Quant Finance

Sentiment Classification and Opinion Mining Using News Wires and Micro Blogs (Twitter)

Course Background 

Topics to be covered:

  • Aspect-based Sentiment Analysis
  • Multi-Dimensional Sentiment Analysis
  • Extracting User-Level Sentiments with Approval Relations 

Programme

9:00 REGISTRATION AND COFFEE 

Natural Language Processing challenges in analysing Social Media messages

Stephen Pulman, Professor of Computational Linguistics, Oxford University/TheySay Analytics

While by no means a solved problem, we are getting reasonably good at the syntactic and semantic analysis of well-behaved text of the type found in news feeds or in other traditional media.But the informal and rapidly evolving language styles found on social media like Twitter or Facebook cause problems for our usual analysis techniques, and accuracy levels typically are much lower for such texts. In this talk I will describe some of these challenging linguistic phenomena and outline some attempts to overcome the difficulties posed for automated linguistic analysis. 

Text and Network Analysis for Sentiment  Mining

Enza Messina, Professor Department of Informatics Systems & Communication (DISCo) - University of Milano-Bicocca, Italy and Federico Alberto Pozzi, currently: Analytical Consultant SAS / formerly: Researcher, University of Milano-Bicocca, Italy 

In this talk we show how social relationships can be managed to improve user-level sentiment analysis of microblogs, overcoming the limitation of the state-of-the-art methods that generally consider posts as independent data. Early approaches consist in exploiting friendship relations, but since two friends could have different opinions about the same topic, it could however be inappropriate to measure sentiment similarity.
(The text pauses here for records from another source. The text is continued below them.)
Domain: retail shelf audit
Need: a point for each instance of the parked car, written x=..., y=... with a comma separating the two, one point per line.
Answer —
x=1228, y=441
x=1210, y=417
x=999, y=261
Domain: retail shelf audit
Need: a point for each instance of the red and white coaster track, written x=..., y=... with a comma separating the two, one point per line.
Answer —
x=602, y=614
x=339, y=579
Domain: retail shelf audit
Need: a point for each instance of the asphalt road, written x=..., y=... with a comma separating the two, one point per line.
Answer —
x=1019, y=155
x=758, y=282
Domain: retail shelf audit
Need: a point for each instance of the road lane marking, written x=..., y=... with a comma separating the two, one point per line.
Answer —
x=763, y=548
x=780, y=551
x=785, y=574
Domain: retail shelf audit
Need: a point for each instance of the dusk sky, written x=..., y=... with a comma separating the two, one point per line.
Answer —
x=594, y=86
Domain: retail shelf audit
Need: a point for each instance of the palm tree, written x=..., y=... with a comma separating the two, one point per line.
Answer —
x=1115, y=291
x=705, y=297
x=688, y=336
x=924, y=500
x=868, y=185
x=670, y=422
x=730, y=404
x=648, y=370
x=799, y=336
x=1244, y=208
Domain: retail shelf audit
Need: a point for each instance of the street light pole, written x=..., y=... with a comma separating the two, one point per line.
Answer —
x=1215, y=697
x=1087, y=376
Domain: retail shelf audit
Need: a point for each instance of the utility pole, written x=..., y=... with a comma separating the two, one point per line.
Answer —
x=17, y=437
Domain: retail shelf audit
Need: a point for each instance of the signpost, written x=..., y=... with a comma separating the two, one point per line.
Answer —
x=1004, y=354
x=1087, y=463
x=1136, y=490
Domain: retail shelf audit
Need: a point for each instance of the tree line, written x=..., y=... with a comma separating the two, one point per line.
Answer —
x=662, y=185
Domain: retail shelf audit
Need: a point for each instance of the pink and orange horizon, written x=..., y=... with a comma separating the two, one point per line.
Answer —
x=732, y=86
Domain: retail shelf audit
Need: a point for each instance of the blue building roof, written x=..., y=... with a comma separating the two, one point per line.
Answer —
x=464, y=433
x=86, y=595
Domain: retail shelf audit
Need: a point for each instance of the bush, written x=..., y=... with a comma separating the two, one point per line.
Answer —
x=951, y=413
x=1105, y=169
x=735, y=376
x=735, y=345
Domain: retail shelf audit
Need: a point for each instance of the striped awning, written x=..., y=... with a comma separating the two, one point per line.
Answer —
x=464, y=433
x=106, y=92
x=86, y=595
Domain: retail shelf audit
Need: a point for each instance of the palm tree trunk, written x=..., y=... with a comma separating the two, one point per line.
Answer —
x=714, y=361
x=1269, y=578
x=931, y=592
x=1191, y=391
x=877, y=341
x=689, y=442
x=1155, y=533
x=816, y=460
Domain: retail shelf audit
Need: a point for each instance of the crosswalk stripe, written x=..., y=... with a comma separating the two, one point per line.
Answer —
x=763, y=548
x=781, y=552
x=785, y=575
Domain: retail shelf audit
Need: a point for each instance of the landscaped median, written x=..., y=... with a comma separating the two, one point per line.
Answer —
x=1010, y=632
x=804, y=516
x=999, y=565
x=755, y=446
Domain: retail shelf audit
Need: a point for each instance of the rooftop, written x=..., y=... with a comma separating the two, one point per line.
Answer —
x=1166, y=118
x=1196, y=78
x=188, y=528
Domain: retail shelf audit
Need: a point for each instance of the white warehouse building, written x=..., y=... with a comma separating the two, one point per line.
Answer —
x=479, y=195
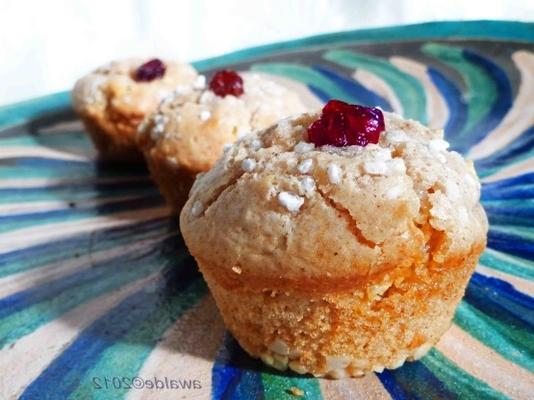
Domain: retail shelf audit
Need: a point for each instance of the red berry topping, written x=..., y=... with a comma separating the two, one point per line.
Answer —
x=342, y=124
x=150, y=70
x=226, y=82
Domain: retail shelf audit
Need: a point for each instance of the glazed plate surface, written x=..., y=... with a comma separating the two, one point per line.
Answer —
x=100, y=299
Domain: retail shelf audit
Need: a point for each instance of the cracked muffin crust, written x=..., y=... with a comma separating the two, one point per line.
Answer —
x=337, y=261
x=188, y=132
x=112, y=102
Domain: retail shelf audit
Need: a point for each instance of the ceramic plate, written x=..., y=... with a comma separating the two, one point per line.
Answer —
x=100, y=299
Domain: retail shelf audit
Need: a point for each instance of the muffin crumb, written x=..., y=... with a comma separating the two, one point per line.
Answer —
x=305, y=166
x=334, y=174
x=290, y=201
x=197, y=209
x=248, y=164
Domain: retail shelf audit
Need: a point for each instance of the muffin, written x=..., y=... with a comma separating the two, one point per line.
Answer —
x=114, y=99
x=337, y=244
x=188, y=132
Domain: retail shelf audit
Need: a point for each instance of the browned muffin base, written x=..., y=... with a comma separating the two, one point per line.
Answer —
x=394, y=317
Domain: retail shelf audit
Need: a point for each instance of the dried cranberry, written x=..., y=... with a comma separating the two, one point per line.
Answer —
x=342, y=124
x=227, y=82
x=150, y=70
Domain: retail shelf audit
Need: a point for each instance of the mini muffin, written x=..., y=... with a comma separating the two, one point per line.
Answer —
x=188, y=132
x=114, y=99
x=337, y=244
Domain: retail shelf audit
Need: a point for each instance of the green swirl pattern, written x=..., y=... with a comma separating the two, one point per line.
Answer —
x=95, y=280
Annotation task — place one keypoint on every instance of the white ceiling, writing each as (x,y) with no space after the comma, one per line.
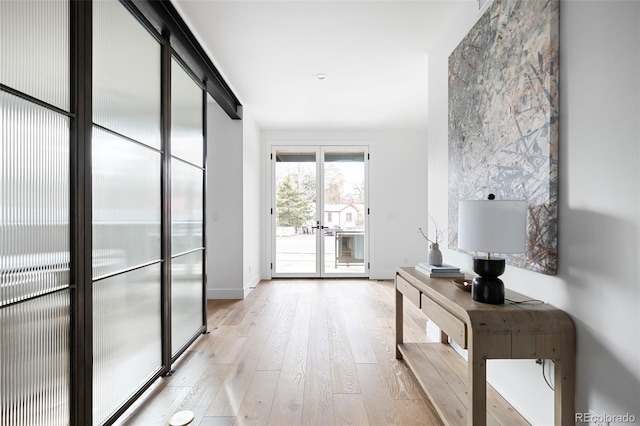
(374,54)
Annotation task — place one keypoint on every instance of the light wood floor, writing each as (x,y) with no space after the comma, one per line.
(308,352)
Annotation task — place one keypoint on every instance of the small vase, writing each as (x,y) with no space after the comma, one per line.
(435,255)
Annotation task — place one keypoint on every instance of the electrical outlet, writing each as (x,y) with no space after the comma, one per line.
(596,419)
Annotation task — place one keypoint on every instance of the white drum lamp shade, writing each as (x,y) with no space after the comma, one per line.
(492,226)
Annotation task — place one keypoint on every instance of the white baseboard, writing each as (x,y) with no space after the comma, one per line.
(382,274)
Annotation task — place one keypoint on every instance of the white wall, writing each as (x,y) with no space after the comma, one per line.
(599,208)
(225,279)
(252,208)
(397,191)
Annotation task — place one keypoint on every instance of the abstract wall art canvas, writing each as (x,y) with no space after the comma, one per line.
(503,121)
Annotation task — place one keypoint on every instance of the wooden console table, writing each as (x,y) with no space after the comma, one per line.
(509,331)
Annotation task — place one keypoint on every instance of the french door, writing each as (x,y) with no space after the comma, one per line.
(320,211)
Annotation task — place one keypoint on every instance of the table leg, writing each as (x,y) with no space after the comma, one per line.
(564,391)
(477,388)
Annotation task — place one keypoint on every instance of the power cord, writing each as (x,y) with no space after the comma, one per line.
(542,362)
(520,302)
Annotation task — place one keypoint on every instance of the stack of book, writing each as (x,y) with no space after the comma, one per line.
(442,271)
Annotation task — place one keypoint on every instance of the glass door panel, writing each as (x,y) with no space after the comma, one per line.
(344,212)
(294,216)
(320,215)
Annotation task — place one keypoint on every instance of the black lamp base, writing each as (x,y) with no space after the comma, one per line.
(487,287)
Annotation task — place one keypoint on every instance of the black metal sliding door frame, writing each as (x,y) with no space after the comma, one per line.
(80,154)
(81,368)
(165,296)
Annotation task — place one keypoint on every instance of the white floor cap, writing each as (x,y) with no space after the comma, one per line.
(181,418)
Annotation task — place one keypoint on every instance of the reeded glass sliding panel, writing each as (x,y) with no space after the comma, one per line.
(126,337)
(186,298)
(34,49)
(186,207)
(126,204)
(34,200)
(186,116)
(34,361)
(126,74)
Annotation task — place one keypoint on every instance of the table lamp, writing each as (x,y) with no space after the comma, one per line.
(491,226)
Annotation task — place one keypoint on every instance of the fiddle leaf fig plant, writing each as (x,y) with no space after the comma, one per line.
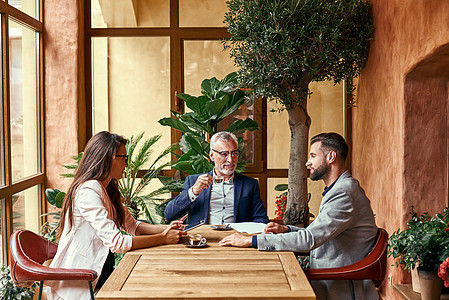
(218,100)
(132,187)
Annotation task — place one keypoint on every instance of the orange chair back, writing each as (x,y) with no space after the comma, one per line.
(373,266)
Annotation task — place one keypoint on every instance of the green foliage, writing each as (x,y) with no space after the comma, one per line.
(9,291)
(282,45)
(219,99)
(424,243)
(132,187)
(55,197)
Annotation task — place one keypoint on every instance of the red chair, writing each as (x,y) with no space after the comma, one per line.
(29,251)
(373,266)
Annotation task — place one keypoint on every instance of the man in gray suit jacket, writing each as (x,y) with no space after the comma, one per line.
(344,231)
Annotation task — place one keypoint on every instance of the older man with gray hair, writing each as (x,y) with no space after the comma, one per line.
(222,195)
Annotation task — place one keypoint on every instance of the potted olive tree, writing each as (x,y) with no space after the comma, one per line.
(281,47)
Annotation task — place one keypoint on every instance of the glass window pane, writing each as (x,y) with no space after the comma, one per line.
(2,129)
(245,111)
(125,13)
(24,99)
(202,13)
(207,59)
(2,231)
(27,6)
(131,86)
(25,207)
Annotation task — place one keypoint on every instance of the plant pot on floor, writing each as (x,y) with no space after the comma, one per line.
(430,285)
(415,280)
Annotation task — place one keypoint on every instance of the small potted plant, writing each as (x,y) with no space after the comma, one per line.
(424,244)
(9,291)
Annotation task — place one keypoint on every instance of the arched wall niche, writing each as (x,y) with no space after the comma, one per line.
(426,134)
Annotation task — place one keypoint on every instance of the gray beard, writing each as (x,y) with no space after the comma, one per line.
(320,172)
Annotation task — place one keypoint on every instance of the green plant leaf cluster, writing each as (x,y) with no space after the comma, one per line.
(218,100)
(9,291)
(132,186)
(281,45)
(425,242)
(56,198)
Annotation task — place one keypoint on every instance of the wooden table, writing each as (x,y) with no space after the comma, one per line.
(179,272)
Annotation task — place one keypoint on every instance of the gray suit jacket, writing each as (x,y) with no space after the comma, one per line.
(343,233)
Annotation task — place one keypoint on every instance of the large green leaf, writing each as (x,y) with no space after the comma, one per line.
(55,197)
(175,123)
(216,107)
(201,165)
(209,86)
(194,143)
(243,125)
(236,100)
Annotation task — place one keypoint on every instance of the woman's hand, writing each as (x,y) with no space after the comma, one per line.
(178,224)
(274,227)
(172,234)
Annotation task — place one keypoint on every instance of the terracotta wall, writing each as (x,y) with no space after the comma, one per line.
(63,86)
(400,123)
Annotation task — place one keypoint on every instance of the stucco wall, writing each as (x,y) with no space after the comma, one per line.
(406,32)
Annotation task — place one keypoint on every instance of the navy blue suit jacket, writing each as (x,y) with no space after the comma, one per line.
(248,207)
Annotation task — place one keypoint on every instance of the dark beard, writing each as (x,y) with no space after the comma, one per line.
(319,172)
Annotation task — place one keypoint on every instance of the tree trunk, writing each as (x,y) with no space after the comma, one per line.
(297,211)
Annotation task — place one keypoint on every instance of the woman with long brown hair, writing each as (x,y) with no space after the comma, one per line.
(93,215)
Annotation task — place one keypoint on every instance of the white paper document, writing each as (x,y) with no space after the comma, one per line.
(248,227)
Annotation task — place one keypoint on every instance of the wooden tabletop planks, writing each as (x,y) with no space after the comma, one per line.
(178,272)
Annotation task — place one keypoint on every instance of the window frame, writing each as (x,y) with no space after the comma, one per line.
(7,191)
(177,37)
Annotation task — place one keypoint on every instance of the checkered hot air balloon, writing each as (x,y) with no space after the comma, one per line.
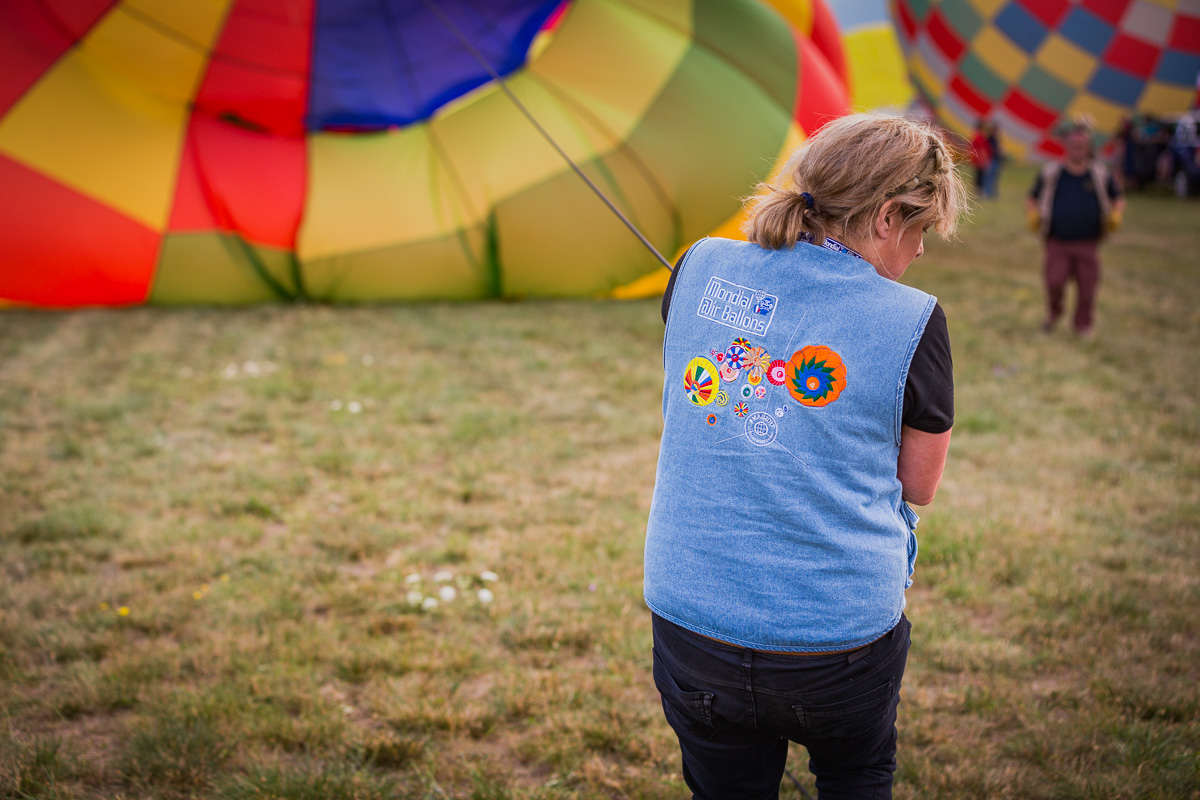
(237,151)
(1031,64)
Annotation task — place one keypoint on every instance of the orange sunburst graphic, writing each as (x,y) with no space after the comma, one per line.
(816,376)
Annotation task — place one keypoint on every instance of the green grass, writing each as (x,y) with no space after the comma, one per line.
(217,572)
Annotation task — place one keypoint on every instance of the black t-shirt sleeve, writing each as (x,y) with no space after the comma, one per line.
(929,391)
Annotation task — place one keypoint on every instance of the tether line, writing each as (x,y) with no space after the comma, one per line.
(479,56)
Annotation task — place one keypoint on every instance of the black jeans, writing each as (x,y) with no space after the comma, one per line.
(736,709)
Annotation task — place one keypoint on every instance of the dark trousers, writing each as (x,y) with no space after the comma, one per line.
(736,709)
(1066,260)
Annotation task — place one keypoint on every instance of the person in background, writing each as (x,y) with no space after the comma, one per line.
(991,179)
(1073,204)
(808,401)
(982,158)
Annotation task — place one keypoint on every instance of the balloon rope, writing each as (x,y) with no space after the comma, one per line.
(479,56)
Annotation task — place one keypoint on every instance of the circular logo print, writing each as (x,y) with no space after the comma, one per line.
(701,382)
(815,376)
(777,373)
(736,356)
(761,428)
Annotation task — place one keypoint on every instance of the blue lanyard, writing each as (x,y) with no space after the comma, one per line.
(834,245)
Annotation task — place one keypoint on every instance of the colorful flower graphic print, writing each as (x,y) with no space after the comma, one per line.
(736,356)
(777,373)
(701,382)
(759,362)
(816,376)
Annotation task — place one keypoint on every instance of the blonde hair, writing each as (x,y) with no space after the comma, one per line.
(837,182)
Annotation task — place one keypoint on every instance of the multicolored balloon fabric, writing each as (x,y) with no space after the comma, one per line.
(240,151)
(1032,64)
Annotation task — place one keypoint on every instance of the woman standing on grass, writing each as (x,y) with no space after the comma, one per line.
(808,400)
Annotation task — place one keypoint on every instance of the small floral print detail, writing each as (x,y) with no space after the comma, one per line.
(816,376)
(777,373)
(701,382)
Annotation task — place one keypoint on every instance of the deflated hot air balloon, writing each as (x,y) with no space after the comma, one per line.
(234,151)
(1030,64)
(879,77)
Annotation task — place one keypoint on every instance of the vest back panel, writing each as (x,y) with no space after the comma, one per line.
(777,521)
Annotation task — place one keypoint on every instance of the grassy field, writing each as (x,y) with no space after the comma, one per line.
(395,552)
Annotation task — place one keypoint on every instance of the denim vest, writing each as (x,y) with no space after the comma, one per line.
(777,521)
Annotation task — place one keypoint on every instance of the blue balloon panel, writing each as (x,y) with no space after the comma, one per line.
(381,64)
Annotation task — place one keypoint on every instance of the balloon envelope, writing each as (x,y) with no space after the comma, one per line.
(1032,64)
(232,151)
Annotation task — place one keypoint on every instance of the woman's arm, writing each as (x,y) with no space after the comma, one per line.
(921,463)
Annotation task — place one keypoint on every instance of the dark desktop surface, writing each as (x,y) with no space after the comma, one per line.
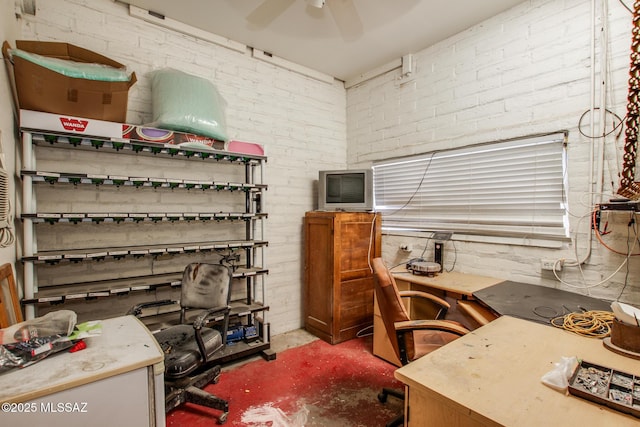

We show how combining post contents and approval relations may lead to significant improvements in the polarity classification of the sentiment both at post and at user level 

Ensemble Learning for Sentiment Analysis

Enza Messina, Professor, Department of Informatics Systems & Communication (DISCo) – University of Milano-Bicocca, Italy

Polarity classification is one the most relevant tasks for analysing the sentiment of the huge amount of textual data on the Web. Most existing approaches select the best classification model but these do not take into account the inherent complexity of natural language, particularly when dealing with user generated contents. This talk presents a paradigm of ensemble learning which reduces the noise sensitivity related to language ambiguity and therefore provides a more accurate prediction of the polarity. 

Identifying Types of Sentiment Spikes that Have Significant Predictive Power

Tomaso Aste, Head of the Financial Computing & Analytics Group and Director of the MSc in Financial Risk Management  & Olga Kolchyna, Ph.D Researcher, University College London  & Tharsis Souza, PhD Researcher, University College London

We study the power of Twitter sentiment to predict consumer sales, by analysing sales for 50 companies and over a 100 million tweets mentioning those companies along with their sentiment. We developed a robust method for identifying and clustering bursts in sales and Twitter Sentiment series based on their shape. We find that bursts from Twitter Sentiment time series can be clearly separated into four categories. For each category we calculate the number of sales events that are preceded by Twitter volume bursts. We find that prediction of sales based on unclustered Twitter spikes is not better than random guessing, however, clustering of Twitter Sentiment bursts revealed two classes of spikes that have significant (p-value < 0.01) predictive power.

 

SAS® Text Analytics and Sentiment Analysis

Federico Alberto Pozzi and Marco Zavarini (SAS Institute)
In this talk, we will present the SAS® solutions for Text Analytics and Sentiment Analysis. In particular, a demo using SAS® Visual Analytics will be presented. In this demo, we will present two case studies based on real data regarding a famous customer in the banking sector. The first case study regards the customer care, where data are retrieved from the customer's official facebook page, while the second case study regards the brand analysis on textual information coming from different online sources. In particular, we will see how to detect the hot topics, analyse the overall sentiment and the sentiment taxonomy. At the end, the SAS® infrastructure for high-performance analytics will be discussed. 

Three overview presentations (details TBC): 

Text to sentiment classification process: the approaches taken and features offered to clients 

Presentation 1: RavenPack

Presentation 2: Bloomberg

Presentation 3: Thomson Reuters 

 Panel with Discussion and Q & A

Led by Tomaso Aste, University College London 

Close of Workshop 

17:00 CLOSE